Walk F: Dedham, Flatford, East Bergholt Circular
A circular route exploring three key locations for Constable's formative years.
Dedham, Flatford, East Bergholt Circular
We will meet at the Mill Lane Car Park in Dedham, and start our walk by contemplating the mezzotint process at the site of Constable’s depiction of Dedham Mill, which developed over multiple stages. You can view the high resolution examples in Cambridge Digital Library.
We then trace the course of the Stour downstream to the location of another water mill at the site of Flatford. London was the destination for the flour and corn produced at these mills, transported in the Constable firm’s barges via the estuary at Mistley on the east coast.
Constable would have been familiar with this route since childhood, as he walked to school in Dedham. In Constable’s time the towpath between these locations switched from bank to bank, as it crossed into territory of multiple adjacent landowners. Horses had to be trained to leap onto special platforms on the barges and stay steady while they were carried across the river.
After exploring the ‘River Stour’ scene at Flatford, we will make our way up to the west side of East Bergholt, passing the ‘Summer Evening’ scene, which looks back up the valley to Dedham.
The Constable family home was situated near here, but it was demolished in the 1840s. However, many other buildings along the street are as they would have been in Constable’s day, including of course St Mary the Virgin church.
We’ll pass close to the Old Rectory, where Maria Bicknell, the woman Constable loved lived with her grandfather, Rev Dr Rhudde. Rhudde had strong objections to Constable as a match, and threatened disinheritance if they continued their relationship.
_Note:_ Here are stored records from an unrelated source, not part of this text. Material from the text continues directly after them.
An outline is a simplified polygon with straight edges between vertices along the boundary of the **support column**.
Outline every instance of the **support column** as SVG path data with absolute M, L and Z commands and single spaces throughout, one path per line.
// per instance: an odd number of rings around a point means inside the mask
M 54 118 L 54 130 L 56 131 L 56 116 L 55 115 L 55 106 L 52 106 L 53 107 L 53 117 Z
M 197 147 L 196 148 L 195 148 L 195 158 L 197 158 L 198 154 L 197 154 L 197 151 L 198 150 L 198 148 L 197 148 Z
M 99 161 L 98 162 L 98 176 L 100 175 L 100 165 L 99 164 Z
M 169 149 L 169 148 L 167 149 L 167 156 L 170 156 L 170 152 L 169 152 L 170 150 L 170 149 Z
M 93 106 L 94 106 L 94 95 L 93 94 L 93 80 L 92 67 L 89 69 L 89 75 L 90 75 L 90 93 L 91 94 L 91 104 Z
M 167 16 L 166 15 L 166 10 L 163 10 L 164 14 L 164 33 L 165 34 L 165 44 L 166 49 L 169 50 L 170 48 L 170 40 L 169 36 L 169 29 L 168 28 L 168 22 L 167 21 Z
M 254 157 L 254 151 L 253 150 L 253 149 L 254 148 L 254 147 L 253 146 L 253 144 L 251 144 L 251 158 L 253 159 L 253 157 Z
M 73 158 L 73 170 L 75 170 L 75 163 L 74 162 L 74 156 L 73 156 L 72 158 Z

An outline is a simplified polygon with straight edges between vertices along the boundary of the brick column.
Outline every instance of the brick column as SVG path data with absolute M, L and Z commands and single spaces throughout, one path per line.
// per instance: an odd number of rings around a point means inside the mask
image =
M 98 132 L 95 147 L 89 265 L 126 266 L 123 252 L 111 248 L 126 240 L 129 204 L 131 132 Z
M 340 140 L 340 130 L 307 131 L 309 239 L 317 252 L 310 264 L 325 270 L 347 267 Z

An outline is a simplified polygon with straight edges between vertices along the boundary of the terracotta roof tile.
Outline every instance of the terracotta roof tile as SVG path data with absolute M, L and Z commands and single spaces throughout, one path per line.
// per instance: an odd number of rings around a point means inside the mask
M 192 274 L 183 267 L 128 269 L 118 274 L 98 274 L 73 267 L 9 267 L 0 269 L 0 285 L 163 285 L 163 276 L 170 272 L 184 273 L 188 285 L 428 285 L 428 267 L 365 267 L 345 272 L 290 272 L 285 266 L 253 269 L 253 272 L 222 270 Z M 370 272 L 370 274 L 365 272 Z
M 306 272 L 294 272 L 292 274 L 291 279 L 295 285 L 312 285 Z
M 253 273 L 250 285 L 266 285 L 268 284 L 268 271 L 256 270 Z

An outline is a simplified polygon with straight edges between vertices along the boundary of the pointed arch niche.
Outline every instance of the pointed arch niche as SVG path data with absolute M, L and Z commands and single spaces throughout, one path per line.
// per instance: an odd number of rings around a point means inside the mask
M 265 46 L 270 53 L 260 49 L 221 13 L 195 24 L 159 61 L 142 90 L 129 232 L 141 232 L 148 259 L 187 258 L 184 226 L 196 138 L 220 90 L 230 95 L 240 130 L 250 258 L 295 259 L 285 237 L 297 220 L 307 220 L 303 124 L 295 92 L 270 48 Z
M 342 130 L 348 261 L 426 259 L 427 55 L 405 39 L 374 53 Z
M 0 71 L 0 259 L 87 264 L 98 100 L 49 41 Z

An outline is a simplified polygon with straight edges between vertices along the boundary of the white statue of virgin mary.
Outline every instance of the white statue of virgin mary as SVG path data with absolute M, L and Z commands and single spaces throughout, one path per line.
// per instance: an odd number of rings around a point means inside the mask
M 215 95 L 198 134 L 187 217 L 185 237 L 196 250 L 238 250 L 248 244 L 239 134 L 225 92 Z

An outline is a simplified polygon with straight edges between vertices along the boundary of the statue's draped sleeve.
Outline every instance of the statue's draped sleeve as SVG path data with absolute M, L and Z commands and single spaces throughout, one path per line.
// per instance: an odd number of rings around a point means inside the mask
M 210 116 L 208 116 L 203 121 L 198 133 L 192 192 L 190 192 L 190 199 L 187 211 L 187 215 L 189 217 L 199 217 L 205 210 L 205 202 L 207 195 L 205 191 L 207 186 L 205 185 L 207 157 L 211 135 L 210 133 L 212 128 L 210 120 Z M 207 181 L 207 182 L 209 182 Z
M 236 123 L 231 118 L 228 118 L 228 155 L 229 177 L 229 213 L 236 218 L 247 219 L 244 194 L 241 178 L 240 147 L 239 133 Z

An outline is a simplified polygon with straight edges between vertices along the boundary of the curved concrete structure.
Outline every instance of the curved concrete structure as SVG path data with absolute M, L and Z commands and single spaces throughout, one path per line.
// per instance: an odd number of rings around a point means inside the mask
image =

Constable was struggling to make money as an artist, and couldn’t support a wife and family on his income.
We will then make our way back down into the valley and along the northern bank of the Stour towards Dedham, finishing back at the Mill Lane Car Park.
Nature! enchanting Nature! in whose form And lineaments divine I trace a hand That errs not, and find raptures still renew'd, Is free to all men - universal prize.